La responsabilidad de Nicolás Maduro en el desastre es evidente. Erró casi todas las medidas de rescate durante la caída del precio del petróleo. Hoy, el 70% de los venezolanos cobra el salario mínimo, apenas 18 dólares en un escenario hiperinflacionario.

¿Es Venezuela una dictadura como la de Nicaragua, que se ensaña con la oposición y ataca a la prensa? No ayuda en la guerra de adjetivos la detención del periodista Jorge Ramos, en medio de una entrevista con Maduro en el palacio de Miraflores. Le encerraron durante horas en un cuarto oscuro, robándole el material de trabajo. Es uno de los periodistas más célebres de América Latina. Se enfrentó a Trump en una rueda de prensa de la que salió a empujones. Ya tienen algo en común Maduro y Trump: ambos detestan a la estrella de Univision. Si hace esto delante de todos, ¿qué hará a escondidas con los periodistas venezolanos?

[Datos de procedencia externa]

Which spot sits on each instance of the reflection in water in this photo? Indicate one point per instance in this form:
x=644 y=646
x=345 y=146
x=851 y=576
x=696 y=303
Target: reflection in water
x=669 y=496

Maduro no es Chávez, carece de su carisma y de su ascendente político. La oposición no es un bloque homogéneo, en ella conviven extrema derecha, democristianos, socialdemócratas, izquierda y chavistas hasta hace cinco minutos. La mayoría esgrime ánimo de revancha. Para ellos, lo único bueno de Chávez es que se murió en 2013. Con este argumento será difícil movilizar a los cientos de miles de chavistas que sufren la crisis y están hartos de Maduro. El autoproclamado Juan Guaidó hace esfuerzos por ampliar el discurso, pero a la vez proclama su deseo de que EE UU lance una operación militar.

Chávez fracasó en tres frentes, como los anteriores gobiernos: no creó una Administración profesional, no supo contener la deuda y no frenó la corrupción. Venezuela nunca fue virreinato en la colonia española, sino una capitanía general. Eso impidió la creación de instituciones eficaces.

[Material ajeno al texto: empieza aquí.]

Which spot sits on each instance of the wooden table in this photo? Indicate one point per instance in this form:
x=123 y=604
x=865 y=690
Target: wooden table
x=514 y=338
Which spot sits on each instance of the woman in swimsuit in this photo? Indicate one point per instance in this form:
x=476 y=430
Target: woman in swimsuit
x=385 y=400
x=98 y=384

EE UU tiene tres opciones a medio-largo plazo: estrangular el régimen (entre sanciones, embargo y cuentas congeladas Venezuela ha perdido 38.000 millones); invadir (poco probable tras la experiencia iraquí) o crear una contra desde Colombia y Brasil formada por desertores venezolanos y mercenarios. El nerviosismo de Maduro no nace de una entrevista más o menos incómoda, sino de que ya no está seguro de la lealtad de sus militares. Esa sería la cuarta opción, el golpe de Estado, un asunto interno. Es la que está en marcha desde hace semanas.